The Adventures Of Sid SpiderDavid Pegg, 2002

Wouldn’t load, and I couldn’t be bothered to get another copy. It’s probably a text adventure, anyway. What’s that? I’m obliged by the Advertising Standards Authority to provide the promised review of every Speccy game ever? Bah. Alright then, I’ll go get it…

There. Happy now? It’s a puzzle game. Each level is a single screen with some colour-coordinated doors and keys, and you have to puzzle your way through them. It’s straightforward enough for the first three levels, which is all I can be bothered to try at the moment. It’s the first game of the day I don’t have any complaints about, anyway, which is an achievement of sorts, and I might well go back and give it a proper review later (since it seems to have been released while we were on a little bit of a hiatus).

The Adventures Of St BernardCarnell Software, 1983

So I’m a dog, then? And I have to rescue somebody? Okay. At least this is something a little different. Let’s get moving…

Hey, what’s that?

It’s another dog. He doesn’t look too friendly, being pure black and all.

Crikey. He’s so close he’s absorbing the colour from my arse.

Lawks!

Oh, by the way – your dog accelerates at the same rate as a fat man on a hill, ie not at all. So there’s no way to escape the other dog. (Sigh.)

Well, I don’t know what I did to deserve that pile of crap (apart from Adventures of Buratino, which was just unplayable rather than crap). But at least that’s all of the ‘Adventure’s out of the way (if not all of the adventures, if you see what I mean). Next! Adversary to African Seeds.

7 Comments

  1. Hmm, you’re predicting the end of the world based on what Wikipedia says. Probably not the best point of reference for future events, unless Madam Pico has started contributing.

    I particulary like this one:
    “Terence McKenna’s mathematical novelty theory suggests a point of singularity in which a great number of things could happen, including ‘hyperspatial breakthrough’, planetesimal impact, alien contact, historical metamorphosis, metamorphosis of natural law, solar explosion, quasar ignition at the galactic core, or nothing.”

    Talk about covering your back.

    btw, that “weapon” in Adventurer looks like a feather.

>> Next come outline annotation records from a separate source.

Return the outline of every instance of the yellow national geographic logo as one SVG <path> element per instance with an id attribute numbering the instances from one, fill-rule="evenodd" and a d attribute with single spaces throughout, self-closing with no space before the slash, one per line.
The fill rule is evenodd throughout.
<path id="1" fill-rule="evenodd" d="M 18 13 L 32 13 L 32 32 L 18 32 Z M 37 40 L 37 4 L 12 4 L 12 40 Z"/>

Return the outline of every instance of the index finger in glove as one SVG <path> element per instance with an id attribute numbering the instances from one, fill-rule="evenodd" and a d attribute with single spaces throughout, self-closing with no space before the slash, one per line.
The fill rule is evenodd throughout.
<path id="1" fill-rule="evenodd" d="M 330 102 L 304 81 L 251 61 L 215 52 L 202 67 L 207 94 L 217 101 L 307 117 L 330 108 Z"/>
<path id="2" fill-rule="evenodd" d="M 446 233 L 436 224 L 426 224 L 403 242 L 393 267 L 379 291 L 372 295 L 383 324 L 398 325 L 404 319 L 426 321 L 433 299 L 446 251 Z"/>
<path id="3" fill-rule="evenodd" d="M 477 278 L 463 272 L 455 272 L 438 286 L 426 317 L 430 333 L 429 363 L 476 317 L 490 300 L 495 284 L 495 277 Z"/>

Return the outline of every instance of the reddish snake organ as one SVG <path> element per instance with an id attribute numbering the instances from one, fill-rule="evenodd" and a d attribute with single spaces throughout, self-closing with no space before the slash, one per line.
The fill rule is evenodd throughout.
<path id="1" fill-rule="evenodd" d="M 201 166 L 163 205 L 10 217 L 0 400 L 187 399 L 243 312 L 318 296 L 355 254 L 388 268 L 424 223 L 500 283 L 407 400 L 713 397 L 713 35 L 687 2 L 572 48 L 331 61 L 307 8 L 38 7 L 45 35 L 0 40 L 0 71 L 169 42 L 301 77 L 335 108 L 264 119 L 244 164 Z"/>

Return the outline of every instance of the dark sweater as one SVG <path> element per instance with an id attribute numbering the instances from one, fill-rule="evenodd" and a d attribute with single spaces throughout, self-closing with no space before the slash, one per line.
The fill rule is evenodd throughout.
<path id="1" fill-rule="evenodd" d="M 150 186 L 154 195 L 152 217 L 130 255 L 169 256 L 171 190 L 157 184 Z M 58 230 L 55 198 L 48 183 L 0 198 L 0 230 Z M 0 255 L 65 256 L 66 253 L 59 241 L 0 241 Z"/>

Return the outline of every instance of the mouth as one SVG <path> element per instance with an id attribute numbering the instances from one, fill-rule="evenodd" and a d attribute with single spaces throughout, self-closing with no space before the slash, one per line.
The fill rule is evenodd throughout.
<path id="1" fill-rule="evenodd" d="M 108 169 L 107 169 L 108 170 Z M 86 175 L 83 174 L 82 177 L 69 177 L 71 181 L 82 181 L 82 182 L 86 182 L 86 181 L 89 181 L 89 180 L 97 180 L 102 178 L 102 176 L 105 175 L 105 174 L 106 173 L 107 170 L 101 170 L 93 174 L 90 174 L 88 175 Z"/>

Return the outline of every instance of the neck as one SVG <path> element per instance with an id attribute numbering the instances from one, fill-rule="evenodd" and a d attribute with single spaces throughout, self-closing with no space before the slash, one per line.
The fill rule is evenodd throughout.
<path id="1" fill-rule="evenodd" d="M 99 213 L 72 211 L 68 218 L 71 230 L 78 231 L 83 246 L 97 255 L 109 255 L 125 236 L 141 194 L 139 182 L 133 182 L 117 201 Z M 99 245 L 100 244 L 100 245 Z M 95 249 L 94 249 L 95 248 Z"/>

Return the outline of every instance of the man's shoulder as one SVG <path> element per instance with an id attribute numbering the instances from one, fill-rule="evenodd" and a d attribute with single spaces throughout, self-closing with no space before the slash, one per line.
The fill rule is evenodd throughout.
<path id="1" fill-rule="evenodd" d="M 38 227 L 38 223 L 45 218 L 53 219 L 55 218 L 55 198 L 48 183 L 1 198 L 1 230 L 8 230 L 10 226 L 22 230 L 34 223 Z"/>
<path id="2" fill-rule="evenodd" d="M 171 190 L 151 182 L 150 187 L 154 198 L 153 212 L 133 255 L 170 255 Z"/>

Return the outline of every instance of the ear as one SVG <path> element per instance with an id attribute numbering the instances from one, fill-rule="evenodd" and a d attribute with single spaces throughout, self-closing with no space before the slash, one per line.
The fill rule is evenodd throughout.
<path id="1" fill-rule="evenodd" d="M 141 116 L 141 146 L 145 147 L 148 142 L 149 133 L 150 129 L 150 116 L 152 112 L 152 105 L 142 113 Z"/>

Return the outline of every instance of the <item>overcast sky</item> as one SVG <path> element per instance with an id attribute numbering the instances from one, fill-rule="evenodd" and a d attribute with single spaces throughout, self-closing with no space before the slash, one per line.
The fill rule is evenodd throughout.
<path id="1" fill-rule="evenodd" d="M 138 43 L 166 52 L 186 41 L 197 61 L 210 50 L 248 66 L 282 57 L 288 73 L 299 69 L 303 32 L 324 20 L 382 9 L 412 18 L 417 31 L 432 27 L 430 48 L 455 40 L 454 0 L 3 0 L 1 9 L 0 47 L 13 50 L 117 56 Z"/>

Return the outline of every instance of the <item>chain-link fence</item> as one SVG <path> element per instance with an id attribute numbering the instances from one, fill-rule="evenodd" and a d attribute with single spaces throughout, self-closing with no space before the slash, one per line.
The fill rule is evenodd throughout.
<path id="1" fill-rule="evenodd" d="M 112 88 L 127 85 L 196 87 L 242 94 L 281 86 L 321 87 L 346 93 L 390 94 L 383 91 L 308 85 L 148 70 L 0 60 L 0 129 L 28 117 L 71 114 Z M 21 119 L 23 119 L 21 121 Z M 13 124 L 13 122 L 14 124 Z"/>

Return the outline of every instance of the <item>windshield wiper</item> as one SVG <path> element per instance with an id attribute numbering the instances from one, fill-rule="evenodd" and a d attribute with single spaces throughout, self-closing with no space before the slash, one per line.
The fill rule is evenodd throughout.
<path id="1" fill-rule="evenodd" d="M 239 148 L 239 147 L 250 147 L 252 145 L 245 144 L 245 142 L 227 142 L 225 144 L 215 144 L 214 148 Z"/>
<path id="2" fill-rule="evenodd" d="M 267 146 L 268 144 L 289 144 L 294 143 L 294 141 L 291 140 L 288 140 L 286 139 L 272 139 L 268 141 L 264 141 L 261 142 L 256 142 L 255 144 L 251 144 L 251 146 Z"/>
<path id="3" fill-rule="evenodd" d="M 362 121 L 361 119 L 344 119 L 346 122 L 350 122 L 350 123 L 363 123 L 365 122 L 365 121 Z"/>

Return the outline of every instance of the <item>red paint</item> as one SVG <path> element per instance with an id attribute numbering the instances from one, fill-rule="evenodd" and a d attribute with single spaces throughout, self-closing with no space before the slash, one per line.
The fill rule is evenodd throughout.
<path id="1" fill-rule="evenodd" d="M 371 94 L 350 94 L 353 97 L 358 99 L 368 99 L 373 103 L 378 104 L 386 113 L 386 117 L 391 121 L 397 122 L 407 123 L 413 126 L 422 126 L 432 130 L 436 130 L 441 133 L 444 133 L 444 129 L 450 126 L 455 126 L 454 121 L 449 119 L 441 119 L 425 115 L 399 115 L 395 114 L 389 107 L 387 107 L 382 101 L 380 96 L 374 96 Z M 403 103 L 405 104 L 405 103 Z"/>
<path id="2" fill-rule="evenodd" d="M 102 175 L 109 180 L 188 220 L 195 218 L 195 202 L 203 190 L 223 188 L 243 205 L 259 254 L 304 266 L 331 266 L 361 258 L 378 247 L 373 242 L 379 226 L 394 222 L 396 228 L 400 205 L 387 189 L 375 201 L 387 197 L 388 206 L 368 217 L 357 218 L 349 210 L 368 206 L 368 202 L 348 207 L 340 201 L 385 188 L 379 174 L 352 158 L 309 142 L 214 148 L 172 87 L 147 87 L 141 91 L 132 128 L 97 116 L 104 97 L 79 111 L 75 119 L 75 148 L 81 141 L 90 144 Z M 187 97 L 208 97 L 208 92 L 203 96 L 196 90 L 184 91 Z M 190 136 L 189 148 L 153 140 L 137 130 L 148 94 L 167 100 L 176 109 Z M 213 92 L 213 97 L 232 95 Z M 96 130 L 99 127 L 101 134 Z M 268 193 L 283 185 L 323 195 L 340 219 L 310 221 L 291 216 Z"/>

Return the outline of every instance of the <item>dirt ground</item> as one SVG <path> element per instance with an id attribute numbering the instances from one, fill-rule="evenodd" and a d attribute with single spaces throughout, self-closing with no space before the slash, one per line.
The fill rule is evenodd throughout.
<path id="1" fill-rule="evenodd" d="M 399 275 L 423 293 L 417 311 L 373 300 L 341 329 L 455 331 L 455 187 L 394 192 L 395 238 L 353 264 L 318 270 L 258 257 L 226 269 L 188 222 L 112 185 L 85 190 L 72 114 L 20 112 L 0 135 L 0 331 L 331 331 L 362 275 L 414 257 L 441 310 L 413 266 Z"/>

Presumably you’re supposed to tickle your enemies to death, or something.

  2. Wonder what fool put that idea in your head…

    “Great reviews here’s to a long life (although it seems the world will end in 2012) so i can carry on reading these pearls of wisdom and humour D.F”

    …Oh i,ll get me hat…

  3. See? It’s all David’s fault. I was all set for the long haul, but what with my recurring dreams and all that clear evidence on Wikipedia, well – only a fool would plan things for 2013, eh?

    And Terence McKenna must be a great laugh to hang out with:

    “Hey, Terry! Any idea what the weather’s going to be like tomorrow?”
    “It’ll be sunny, or cloudy, or there’ll be some form of precipitation, or it’ll be foggy, or it’ll be freezing, or it’ll be raining cats and dogs, or there’ll be a tornado, or there’ll be a supernova. Or it’ll be mild with occasional showers.”

  4. “He’s so close he’s absorbing the colour from my arse” may well be the funniest sentence ever.

    PS. I haven’t posted any comments for a while. This is no reflection on the excellent qualities of Your Super Soaraway YS3, but merely because some fool[1] moved the RSS feed to an obscure folder in my feed reader thingy and I didn’t see any updates for ages. All fixed now.

    [1] ie., er, me.

  5. I know the post is over a year ago but I have to agree with Duncan Snowdon….

    ““He’s so close he’s absorbing the colour from my arse” probably is the funniest thing I seen on a game review ever.